Elsa Kremser: «La storia si intreccia con la mia vita personale da cui mi è arrivata l’ispirazione più profonda. I miei genitori erano degli allevatori di Lhasa Apso (razza tibetana, n.d.r.). Sono nata in mezzo ai cani, sono stata abituata ad essere circordata da loro e sono cresciuta allo stesso livello proprio dal punto di vista di come osservano la realtà: l’altezza da cui vedono il mondo la ricordo da quando, appunto, ero bambina. Aver vissuto con loro mi ha aiutato tanto: ho potuto sperimentare le esperienze con i randagi di Mosca come un tempo, come quando ero piccola in mezzo ai cani della mia famiglia. Stare con loro senza giudizio, senza alcun approccio preimpostato secondo regole e dettati umani ma davvero con quel senso di voler vedere e poi mostrare il mondo dalla loro stessa prospettiva. Gli occhi dei cani ci permettono di guardare al mondo con tanta purezza».


Dunque come era la vostra relazione con i cani prima del film e come è cambiata dopo aver girato Space Dogs?


Levin Peter: «A differenza di Elsa, io non ho mai avuto un cane nè ero mai entrato in una situazione di familiarità con i cani prima di questo film. Anzi, a dirla tutta ero molto impaurito da loro sin da quando ero bambino e ho dovuto superare questo terrore per lavorarci insieme. Ma devo dire che proprio i randagi mi hanno sempre meno spaventato rispetto a quando vedo i cani al guinzaglio. Sarà perchè penso: “Cosa farà il proprietario? Sarà capace di gestire la situazione?” e di questo ho ancora paura. Eppure mai ho provato questa sensazione con i cani liberi e questo perchè il loro linguaggio è molto più facile da comprendere per me rispetto ai cani con proprietari che ancora non so come “leggerli”. Ci è voluto un po’ per entrare in sintonia con i randagi ma è stato davvero speciale riuscire a osservarli. Io ero sempre un passo indietro rispetto agli altri ma alla fine ho capito qual è la grande differenza: la comunicazione con i cani al guinzaglio è complessa, è mediata dal proprietario. Un cane libero si rivolge direttamente a te e tu fai lo stesso». 

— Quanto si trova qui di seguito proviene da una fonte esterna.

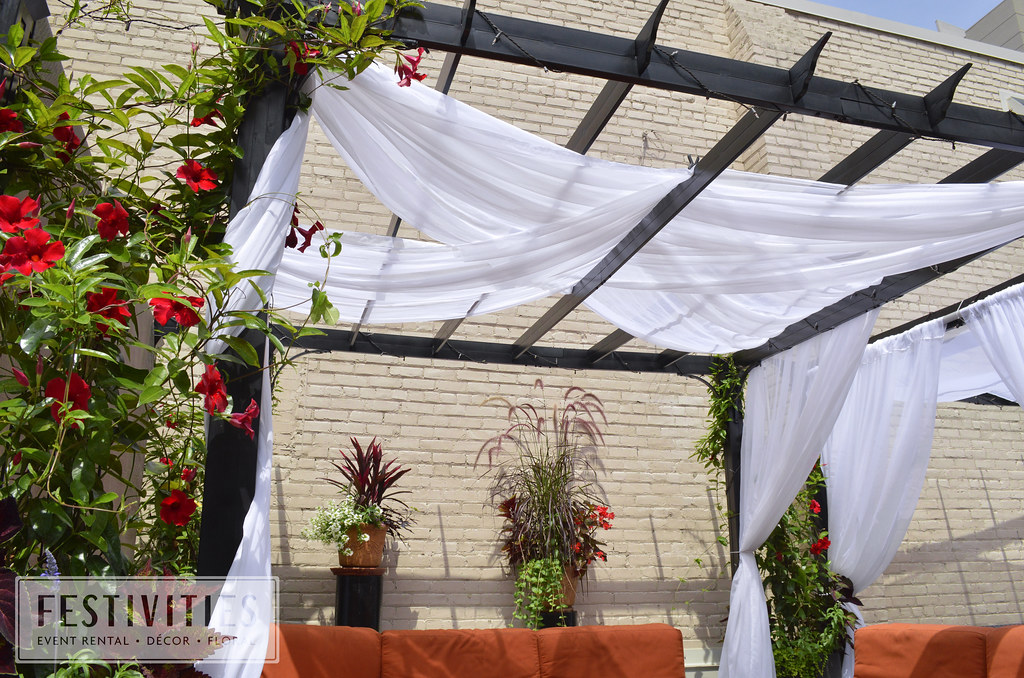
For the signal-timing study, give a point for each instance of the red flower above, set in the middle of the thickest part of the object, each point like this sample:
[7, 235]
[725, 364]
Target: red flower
[113, 220]
[9, 121]
[408, 72]
[77, 392]
[244, 420]
[17, 214]
[107, 304]
[197, 176]
[177, 509]
[301, 54]
[292, 240]
[164, 309]
[207, 119]
[66, 134]
[212, 386]
[33, 252]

Elsa Kremser: «Il mio concetto di cane è profondamente cambiato dopo i mesi di lavoro a Mosca, dopo aver incontrato tanti randagi e aver apprezzato quanto sono diversi gli uni dagli altri e poi nel momento di girare il film e convivere con loro ancora di più. Per me è proprio strano vedere ora i cani al guinzaglio e rivedo anche il mio passato in modo diverso. Penso ai miei genitori che portavano i cani alle esposizioni o quanto ci sembra normale che i nostri, quelli che vivono nelle case degli occidentali soprattutto, debbano essere educati, istruiti secondo regole sociali antropocentriche. Ecco io ho capito e ora so che la vita dei cani è tutt’altro. I randagi scelgono ciò che vogliono, non hanno padroni, hanno le loro regole e vivono una vita in piena libertà con tutto quello che comporta ovviamente. Percepisco ora i cani al guinzaglio come oppressi. Non voglio però essere fraintesa: non intendo tutti ovviamente e non generalizzo. Parlo solo della mia percezione intima nel rispetto dell’etologia e sono assolutamente attenta e favorevole alle sane relazioni tra cani domestici e uomini che funzionano bene secondo le regole sociali che comprendo vadano rispettate».